I'm somewhat confused as to why the designers of the Lectionary chose this passage from John when there is a perfectly good parallel in Mark, and Mark is the prime Gospel for Year B.
In any case, this text is a good time to once again warn against the tragic antagonism toward "the Jews" that is in our Holy Text, and in our blood stained history.
Our first tip off to this antagonism is in the opening verse:
The Passover of the Jews was near
John 2:13
It is all too easy to read this with a sneer on our lips, with an inherited mind set of separation of followers of Jesus from "the Jews." But excuse me, in this passage, aren't Jesus and his followers all Jews? So we need to read this as all Jews tell about the Passover to this day - in the first person plural, present tense: This is our Passover; we are celebrating our God liberating us from our oppression and our slavery. This is NOT about other people in some other place and time.
Second, we might want to begin reflecting on this passage as Jesus' disciples did when they remembered that it was written:
Zeal for your house will consume me.
Psalm 69:9
Not that this verse says, "Zeal FOR your house;" not, "Zeal AGAINST your house."
So Jesus' actions need to be understood as actions FOR the Temple, not against it.

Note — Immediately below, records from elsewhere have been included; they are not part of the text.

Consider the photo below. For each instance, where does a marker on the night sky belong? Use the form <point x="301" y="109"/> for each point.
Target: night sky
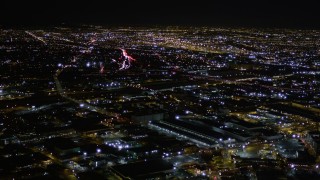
<point x="262" y="13"/>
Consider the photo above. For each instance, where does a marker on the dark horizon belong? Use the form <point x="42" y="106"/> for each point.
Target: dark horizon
<point x="245" y="14"/>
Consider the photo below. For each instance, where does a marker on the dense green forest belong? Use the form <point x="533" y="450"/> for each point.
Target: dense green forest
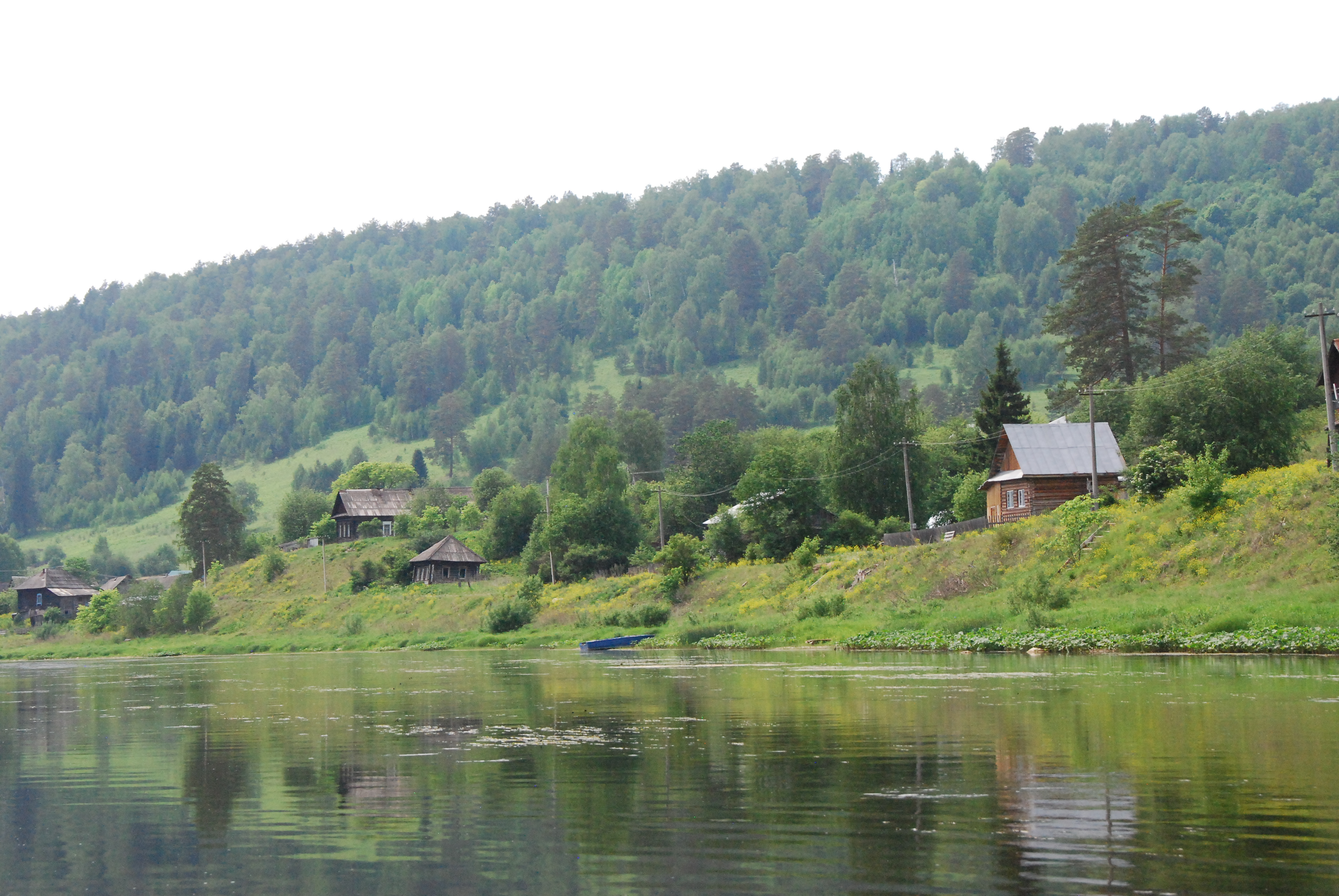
<point x="803" y="268"/>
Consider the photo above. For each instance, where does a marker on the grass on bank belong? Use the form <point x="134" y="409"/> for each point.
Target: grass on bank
<point x="1259" y="560"/>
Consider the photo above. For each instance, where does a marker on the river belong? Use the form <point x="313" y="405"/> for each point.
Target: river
<point x="663" y="772"/>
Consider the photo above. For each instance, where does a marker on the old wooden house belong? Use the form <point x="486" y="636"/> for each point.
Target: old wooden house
<point x="354" y="507"/>
<point x="1040" y="467"/>
<point x="446" y="562"/>
<point x="50" y="591"/>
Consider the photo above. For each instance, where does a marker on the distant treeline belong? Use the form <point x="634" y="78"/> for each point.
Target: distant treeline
<point x="801" y="267"/>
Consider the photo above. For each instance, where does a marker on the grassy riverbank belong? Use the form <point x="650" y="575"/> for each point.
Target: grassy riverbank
<point x="1160" y="575"/>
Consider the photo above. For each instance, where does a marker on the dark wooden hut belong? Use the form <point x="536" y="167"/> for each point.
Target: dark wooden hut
<point x="1040" y="467"/>
<point x="446" y="562"/>
<point x="50" y="591"/>
<point x="354" y="507"/>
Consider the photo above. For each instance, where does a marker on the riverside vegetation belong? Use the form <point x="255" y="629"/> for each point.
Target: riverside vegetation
<point x="1254" y="574"/>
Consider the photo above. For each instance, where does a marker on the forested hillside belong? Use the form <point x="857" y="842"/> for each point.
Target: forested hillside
<point x="803" y="268"/>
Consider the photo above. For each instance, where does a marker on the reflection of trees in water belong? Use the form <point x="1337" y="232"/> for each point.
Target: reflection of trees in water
<point x="1069" y="825"/>
<point x="216" y="775"/>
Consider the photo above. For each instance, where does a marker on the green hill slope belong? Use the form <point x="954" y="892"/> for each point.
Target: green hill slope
<point x="1260" y="560"/>
<point x="795" y="271"/>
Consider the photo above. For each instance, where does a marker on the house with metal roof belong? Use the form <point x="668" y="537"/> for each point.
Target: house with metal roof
<point x="354" y="507"/>
<point x="446" y="562"/>
<point x="50" y="591"/>
<point x="1040" y="467"/>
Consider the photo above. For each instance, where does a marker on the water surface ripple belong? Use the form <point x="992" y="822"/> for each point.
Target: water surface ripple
<point x="663" y="772"/>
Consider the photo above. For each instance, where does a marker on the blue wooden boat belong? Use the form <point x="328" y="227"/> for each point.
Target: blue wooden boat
<point x="610" y="643"/>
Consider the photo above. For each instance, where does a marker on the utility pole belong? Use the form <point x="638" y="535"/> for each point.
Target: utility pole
<point x="554" y="572"/>
<point x="1093" y="442"/>
<point x="907" y="477"/>
<point x="661" y="516"/>
<point x="1330" y="390"/>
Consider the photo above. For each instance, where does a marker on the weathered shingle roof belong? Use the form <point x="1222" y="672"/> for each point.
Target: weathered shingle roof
<point x="449" y="550"/>
<point x="54" y="579"/>
<point x="385" y="504"/>
<point x="1064" y="449"/>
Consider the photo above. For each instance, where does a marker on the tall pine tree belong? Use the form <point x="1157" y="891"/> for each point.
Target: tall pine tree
<point x="1104" y="320"/>
<point x="209" y="525"/>
<point x="1002" y="402"/>
<point x="874" y="420"/>
<point x="1165" y="231"/>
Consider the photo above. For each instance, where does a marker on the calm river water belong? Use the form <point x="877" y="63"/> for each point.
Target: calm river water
<point x="647" y="772"/>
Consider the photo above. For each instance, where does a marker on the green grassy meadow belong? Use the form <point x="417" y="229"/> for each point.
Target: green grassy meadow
<point x="1262" y="559"/>
<point x="272" y="480"/>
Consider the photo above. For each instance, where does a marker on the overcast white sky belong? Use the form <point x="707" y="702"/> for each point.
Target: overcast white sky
<point x="145" y="137"/>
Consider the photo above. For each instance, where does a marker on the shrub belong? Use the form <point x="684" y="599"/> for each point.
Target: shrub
<point x="1037" y="594"/>
<point x="363" y="575"/>
<point x="851" y="530"/>
<point x="200" y="610"/>
<point x="643" y="617"/>
<point x="508" y="614"/>
<point x="100" y="614"/>
<point x="326" y="530"/>
<point x="489" y="484"/>
<point x="1204" y="479"/>
<point x="805" y="556"/>
<point x="833" y="606"/>
<point x="673" y="585"/>
<point x="892" y="524"/>
<point x="137" y="615"/>
<point x="969" y="499"/>
<point x="725" y="539"/>
<point x="299" y="511"/>
<point x="274" y="564"/>
<point x="396" y="564"/>
<point x="169" y="617"/>
<point x="681" y="552"/>
<point x="1160" y="469"/>
<point x="471" y="519"/>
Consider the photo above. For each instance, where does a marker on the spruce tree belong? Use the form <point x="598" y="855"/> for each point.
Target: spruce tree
<point x="1165" y="231"/>
<point x="1002" y="402"/>
<point x="209" y="524"/>
<point x="1104" y="320"/>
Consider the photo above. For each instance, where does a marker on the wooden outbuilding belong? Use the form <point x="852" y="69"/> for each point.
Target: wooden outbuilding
<point x="1040" y="467"/>
<point x="354" y="507"/>
<point x="52" y="591"/>
<point x="446" y="562"/>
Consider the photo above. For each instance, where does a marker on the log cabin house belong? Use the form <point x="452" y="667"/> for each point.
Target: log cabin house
<point x="354" y="507"/>
<point x="50" y="591"/>
<point x="1040" y="467"/>
<point x="446" y="562"/>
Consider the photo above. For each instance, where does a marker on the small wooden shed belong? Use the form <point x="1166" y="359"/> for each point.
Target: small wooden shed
<point x="446" y="562"/>
<point x="363" y="505"/>
<point x="1040" y="467"/>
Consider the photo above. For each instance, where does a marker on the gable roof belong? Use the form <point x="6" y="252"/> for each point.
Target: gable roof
<point x="1062" y="449"/>
<point x="385" y="504"/>
<point x="449" y="550"/>
<point x="54" y="579"/>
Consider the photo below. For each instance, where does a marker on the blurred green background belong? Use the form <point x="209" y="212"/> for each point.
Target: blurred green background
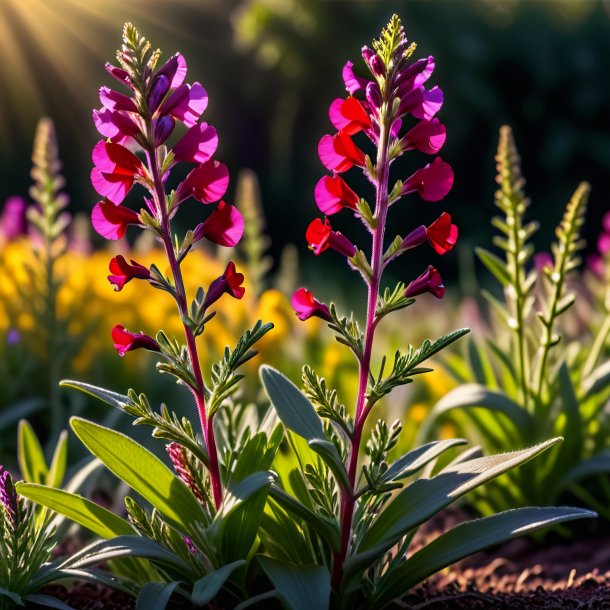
<point x="272" y="67"/>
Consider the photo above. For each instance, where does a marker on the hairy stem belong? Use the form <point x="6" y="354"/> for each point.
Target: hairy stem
<point x="348" y="499"/>
<point x="199" y="390"/>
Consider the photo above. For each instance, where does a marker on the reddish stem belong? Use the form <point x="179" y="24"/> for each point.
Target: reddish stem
<point x="207" y="425"/>
<point x="348" y="495"/>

Exchanging Roman coins for Temple coins, and buying ritually clean animals for sacrifice were necessary activities for the Temple. These exchanges allowed faithful, observant Jews to follow the laws of God by trading necessary, but unclean, everyday goods needed to live in the world of Roman occupation into Temple goods that could properly be offered to God in thanksgiving and praise.

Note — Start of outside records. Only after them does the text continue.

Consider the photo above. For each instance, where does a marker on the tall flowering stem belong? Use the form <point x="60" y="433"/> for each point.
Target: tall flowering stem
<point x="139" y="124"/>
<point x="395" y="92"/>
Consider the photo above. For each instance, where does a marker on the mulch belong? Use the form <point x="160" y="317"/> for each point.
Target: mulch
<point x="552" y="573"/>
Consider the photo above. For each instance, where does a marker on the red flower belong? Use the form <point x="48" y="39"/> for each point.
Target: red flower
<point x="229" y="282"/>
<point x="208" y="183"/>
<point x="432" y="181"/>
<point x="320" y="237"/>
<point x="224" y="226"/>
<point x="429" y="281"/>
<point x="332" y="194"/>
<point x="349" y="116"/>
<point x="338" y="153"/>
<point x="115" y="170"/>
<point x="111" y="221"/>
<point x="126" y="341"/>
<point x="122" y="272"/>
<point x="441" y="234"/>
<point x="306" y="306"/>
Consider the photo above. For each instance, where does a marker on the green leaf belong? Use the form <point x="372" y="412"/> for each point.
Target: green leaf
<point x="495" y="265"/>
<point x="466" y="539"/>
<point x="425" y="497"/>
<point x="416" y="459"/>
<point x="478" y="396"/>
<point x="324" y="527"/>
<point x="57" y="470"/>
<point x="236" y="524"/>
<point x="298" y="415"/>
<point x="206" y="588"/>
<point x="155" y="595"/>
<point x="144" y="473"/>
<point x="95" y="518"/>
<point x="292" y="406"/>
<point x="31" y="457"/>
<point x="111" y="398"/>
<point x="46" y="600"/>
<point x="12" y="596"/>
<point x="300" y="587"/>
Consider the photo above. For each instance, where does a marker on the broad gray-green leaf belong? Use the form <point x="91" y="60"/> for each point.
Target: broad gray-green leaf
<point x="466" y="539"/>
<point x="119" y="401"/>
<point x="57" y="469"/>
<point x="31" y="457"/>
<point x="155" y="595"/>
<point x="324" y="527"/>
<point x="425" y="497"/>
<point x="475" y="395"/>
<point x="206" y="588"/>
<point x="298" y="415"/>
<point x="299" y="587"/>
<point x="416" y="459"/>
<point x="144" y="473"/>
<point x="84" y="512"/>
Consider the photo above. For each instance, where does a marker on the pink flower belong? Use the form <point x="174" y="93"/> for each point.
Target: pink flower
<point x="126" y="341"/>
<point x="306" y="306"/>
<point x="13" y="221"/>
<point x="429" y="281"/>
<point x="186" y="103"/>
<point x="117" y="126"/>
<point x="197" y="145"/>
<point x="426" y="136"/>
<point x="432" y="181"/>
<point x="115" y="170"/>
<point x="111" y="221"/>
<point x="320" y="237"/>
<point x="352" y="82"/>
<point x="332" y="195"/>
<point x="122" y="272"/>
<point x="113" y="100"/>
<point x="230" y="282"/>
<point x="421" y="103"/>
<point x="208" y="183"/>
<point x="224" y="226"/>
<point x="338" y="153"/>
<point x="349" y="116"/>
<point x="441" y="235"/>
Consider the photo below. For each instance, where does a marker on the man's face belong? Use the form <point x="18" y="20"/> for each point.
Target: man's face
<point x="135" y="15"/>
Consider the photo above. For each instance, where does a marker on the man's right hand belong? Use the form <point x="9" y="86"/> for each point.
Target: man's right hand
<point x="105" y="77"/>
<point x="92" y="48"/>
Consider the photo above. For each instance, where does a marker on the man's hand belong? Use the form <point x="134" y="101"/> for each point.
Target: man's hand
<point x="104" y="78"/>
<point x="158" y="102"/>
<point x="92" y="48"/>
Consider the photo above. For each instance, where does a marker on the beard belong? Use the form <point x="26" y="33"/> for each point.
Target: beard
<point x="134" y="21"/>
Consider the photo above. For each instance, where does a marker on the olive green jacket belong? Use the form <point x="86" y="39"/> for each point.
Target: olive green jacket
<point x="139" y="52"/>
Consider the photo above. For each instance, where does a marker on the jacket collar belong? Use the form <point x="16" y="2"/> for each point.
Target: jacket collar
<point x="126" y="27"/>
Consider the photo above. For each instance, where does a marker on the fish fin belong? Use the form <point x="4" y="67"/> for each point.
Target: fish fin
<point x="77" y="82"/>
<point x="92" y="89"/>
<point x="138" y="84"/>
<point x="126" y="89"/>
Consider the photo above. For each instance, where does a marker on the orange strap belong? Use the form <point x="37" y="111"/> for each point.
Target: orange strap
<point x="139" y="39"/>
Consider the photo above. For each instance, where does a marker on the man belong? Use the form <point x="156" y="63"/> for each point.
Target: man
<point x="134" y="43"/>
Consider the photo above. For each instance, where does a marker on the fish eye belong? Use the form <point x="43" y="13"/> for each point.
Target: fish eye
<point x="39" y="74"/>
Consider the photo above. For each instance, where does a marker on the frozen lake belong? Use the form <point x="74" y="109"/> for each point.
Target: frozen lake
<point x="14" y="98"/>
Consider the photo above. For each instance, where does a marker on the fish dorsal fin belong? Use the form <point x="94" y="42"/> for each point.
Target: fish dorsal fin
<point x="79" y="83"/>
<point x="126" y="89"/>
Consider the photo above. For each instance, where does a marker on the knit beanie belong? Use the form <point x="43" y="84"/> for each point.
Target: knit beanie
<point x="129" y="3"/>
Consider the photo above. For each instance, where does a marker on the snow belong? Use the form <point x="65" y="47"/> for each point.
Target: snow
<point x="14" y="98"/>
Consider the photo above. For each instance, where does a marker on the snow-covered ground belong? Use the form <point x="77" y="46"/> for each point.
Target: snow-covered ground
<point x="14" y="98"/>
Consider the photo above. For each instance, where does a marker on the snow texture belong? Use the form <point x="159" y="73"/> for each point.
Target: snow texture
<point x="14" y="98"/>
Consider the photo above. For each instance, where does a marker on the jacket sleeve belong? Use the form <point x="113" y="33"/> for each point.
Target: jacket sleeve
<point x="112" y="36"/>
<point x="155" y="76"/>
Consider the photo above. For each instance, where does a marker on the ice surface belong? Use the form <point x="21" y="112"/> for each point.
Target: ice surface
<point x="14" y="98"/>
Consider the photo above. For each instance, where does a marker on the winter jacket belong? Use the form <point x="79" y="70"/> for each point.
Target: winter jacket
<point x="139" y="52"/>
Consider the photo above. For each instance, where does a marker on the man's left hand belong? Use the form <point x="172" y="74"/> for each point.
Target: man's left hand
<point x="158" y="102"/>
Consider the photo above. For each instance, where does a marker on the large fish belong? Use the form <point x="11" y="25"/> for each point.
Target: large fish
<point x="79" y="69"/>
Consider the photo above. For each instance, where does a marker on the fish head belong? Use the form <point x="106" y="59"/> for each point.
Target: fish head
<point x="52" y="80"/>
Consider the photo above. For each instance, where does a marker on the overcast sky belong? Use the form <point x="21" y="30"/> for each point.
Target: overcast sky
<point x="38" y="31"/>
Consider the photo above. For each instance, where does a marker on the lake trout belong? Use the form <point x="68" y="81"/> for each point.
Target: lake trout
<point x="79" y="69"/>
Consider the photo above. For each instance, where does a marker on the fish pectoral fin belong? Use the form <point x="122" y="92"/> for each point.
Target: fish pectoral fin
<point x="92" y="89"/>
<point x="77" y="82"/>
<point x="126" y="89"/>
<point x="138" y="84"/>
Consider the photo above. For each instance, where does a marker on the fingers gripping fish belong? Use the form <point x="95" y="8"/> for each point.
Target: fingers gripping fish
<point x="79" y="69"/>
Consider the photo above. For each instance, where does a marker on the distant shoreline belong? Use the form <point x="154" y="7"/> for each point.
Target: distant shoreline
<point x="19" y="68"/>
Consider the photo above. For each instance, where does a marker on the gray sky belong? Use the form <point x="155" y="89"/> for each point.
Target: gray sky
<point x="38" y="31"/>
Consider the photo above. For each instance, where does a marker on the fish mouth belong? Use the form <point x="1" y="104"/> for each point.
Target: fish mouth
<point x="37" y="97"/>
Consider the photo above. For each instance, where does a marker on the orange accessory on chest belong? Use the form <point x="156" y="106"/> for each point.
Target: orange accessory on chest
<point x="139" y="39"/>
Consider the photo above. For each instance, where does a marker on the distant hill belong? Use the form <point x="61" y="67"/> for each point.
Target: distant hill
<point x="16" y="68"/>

But it is precisely this accommodation to the "real polticks" of the Roman occupation that has led to inevitable corruption and collusion. And this is what Jesus' actions are against; this is what makes them FOR the Temple.

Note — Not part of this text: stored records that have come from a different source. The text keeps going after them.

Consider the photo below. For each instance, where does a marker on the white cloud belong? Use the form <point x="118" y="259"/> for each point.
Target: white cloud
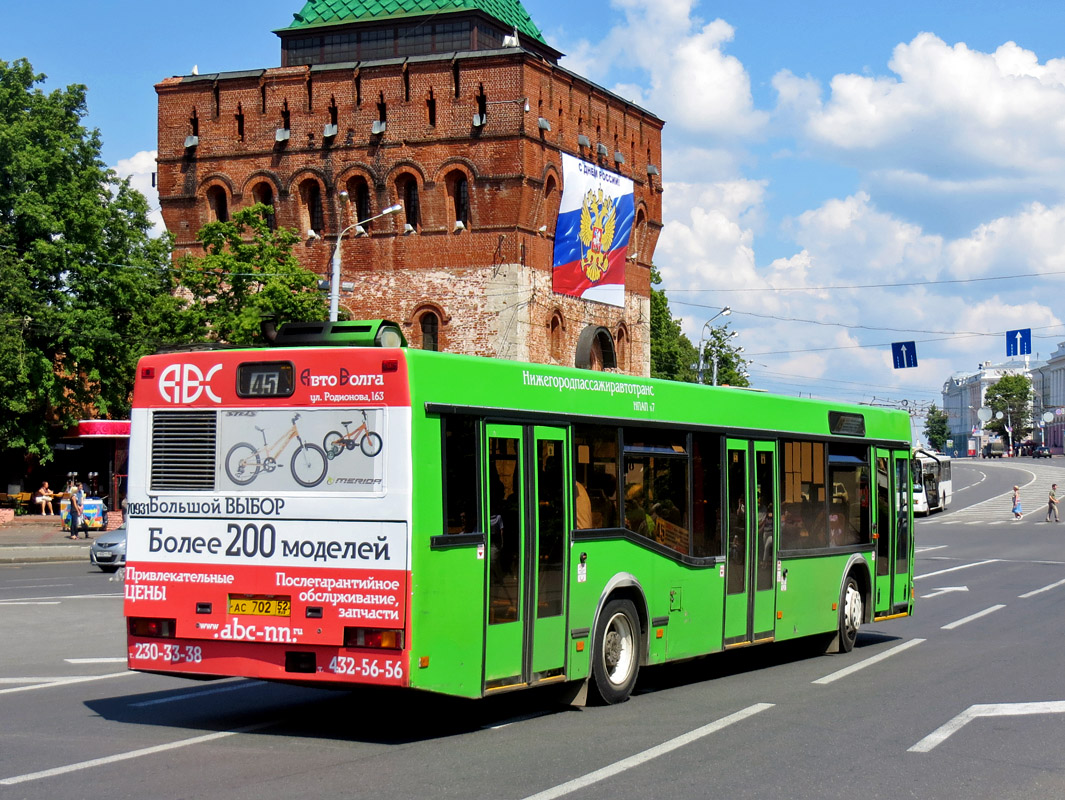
<point x="690" y="80"/>
<point x="1031" y="241"/>
<point x="141" y="169"/>
<point x="950" y="111"/>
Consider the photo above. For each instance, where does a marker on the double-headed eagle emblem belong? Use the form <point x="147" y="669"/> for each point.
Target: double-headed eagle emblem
<point x="597" y="217"/>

In asking for a sign, the Jews (remember, no sneering, "they" are us) are simply doing what every discerning person of faith ought to do: If someone suddenly starts acting like a Holy Man - over-turning tables; stampeding cattle - the right thing to do is ask for their license, "show us a sign." Showing them a sign would have been like showing a parade permit issued by the proper authorities: I can do this because a higher power has given me permission to do this.
But of course, in John, the whole point of the whole book of John is to SEE Jesus, and in particular to see God's glory, which will only be revealed at the right time - through Jesus' death and resurrection. "Destroy this temple, and in three days I will raise it up." This isn't exactly the sort of sign "the Jews" (aka, "us") were asking for.
For more on "seeing" Jesus and signs in the Gospel of John, see my note, Introduction to John.
Just as Jews continue to read the Passover in the first person plural, present tense; I wonder how this passage would sound to us if we read this as Jesus' cleansing our places of worship today?